A Sombra caiu mais uma vez. Bhertaco Asas-de-Prata já estava de novo em pé a sua frente. O felino negro tentou o intimidar com rosnados e grunhidos, mas o jovem se mostrou inabalável. Olhando a sua volta, viu que os demais guerreiros já estavam também se aproximando e cercando Minerva para protegê-la. Foi então que o animal saiu em disparada em direção a floresta.

Bhertaco Asas-de-Prata sem pestanejar, disparou atrás da fera para caça-la e aproveitar o momento que ela estava ferida e assustada. Mas Minerva então o chamou, e com aquela sua voz serena, ele foi obrigado a parar para escuta-la.

- Não vá! – Minerva gritou de trás dos guerreiros que a cercavam e a protegiam.

- Minha Senhora, é preciso. Essa é uma oportunidade perfeita que não podemos desperdiçar! – Era o jovem guerreiro, já se preparando para partir novamente.

- Bhertaco Asas-de-Prata. Eu o quero como o meu campeão! – Declarou a moça, para um breve espanto dos anciões presentes.
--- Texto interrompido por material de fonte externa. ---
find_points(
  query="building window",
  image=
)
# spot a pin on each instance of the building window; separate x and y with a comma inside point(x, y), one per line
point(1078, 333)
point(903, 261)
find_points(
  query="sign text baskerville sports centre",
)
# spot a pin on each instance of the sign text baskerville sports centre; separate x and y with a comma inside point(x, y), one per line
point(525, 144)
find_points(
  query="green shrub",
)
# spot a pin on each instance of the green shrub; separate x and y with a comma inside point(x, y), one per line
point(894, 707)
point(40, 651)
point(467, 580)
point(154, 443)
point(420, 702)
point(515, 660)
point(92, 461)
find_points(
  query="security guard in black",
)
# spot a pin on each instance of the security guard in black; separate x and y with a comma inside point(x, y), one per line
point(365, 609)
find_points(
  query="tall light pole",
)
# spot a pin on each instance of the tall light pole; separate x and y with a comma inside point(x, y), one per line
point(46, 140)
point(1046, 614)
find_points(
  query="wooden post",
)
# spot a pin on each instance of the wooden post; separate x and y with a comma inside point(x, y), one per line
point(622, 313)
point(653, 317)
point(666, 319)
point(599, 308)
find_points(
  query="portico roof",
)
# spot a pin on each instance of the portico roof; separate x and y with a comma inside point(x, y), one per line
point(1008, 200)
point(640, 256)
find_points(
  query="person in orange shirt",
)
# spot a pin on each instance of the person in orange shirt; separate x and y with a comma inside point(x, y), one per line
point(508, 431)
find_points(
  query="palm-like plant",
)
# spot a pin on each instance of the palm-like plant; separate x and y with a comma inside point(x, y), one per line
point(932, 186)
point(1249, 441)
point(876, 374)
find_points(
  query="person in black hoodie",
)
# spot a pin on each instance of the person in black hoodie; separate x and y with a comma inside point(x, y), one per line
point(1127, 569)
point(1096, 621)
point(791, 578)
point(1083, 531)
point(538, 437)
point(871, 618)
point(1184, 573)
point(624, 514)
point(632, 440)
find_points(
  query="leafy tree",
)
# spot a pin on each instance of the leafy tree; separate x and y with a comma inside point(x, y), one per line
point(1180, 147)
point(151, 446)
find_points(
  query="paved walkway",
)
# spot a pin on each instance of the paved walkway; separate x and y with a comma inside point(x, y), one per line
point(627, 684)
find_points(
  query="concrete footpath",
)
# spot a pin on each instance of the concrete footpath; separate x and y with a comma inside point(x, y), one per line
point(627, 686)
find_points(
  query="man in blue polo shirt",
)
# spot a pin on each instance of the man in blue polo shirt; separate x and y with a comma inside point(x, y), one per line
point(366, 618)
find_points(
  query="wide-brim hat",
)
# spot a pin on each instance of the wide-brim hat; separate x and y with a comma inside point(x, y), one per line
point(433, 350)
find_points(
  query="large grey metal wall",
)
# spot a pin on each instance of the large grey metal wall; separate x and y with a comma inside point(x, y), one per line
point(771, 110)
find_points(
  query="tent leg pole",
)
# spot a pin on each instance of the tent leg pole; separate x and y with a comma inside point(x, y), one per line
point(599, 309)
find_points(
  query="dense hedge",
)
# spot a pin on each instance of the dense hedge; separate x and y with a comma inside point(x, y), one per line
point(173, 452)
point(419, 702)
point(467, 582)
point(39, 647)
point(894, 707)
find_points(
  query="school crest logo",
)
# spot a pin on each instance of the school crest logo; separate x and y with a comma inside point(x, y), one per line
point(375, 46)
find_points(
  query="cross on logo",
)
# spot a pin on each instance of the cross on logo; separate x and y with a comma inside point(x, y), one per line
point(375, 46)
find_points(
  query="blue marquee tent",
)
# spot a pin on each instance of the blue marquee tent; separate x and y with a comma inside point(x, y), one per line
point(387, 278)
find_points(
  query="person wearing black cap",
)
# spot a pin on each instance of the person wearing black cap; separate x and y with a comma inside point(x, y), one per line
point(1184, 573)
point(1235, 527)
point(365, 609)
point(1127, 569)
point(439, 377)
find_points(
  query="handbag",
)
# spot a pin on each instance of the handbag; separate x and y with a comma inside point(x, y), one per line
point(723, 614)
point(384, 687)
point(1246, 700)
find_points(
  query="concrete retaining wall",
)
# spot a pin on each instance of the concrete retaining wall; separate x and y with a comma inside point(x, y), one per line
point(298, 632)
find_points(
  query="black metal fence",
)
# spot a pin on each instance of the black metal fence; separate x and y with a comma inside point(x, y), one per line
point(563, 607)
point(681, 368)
Já de costas, o guerreiro parou novamente:

- Minha Senhora, eu quero ser o seu campeão. – Virou o rosto para Minerva uma ultima vez, antes de partir – Eu irei provar meu valor, e retornarei para você. Eu prometo. – E partiu.

Minerva caiu de joelhos, e lágrimas correram-lhe dos olhos:

- Eu o esperarei, meu campeão. Eu o esperarei de volta.

***

E Minerva o esperou.

Esperou por um dia, uma semana, um mês, um ano, uma década.

Minerva esperou cinquenta anos e ninguém havia retornado ainda.

Nem Bhertaco Asas-de-prata.

Nem A Sombra.

***

O velho da praça acendeu um novo cachimbo, para finalizar a história:

- E foi exatamente aqui, meu jovem. Foi no local desta fonte que Minerva morreu de velhice, sentada a espera de seu amor.

O menino piscou os olhos algumas vezes, não acreditando naquele final inesperado.

- Que história mais triste! Quer dizer que o herói fracassou? E a princesa morreu infeliz? – Revoltou-se o moleque – Não gostei! – Foi então que ele se levantou e saiu a voar novamente pelo seu céu imaginário, agora também com sol e tempo bom, sem tempestade.

O velho barbudo apenas tragou mais do seu cachimbo, não respondendo aos resmungos do garoto.

Depois de algum tempo, o velhote acabou por dizer a si mesmo:

- Crianças são tão impacientes. Quem disse que o campeão não retornou?

Um beija-flor apareceu. Rodeou o homem e seu cachimbo e se dirigiu a estátua de Minerva. O pássaro parou em frente à flor aos seus pés e, vendo que ela estava bem, à beijou e saiu a voar novamente.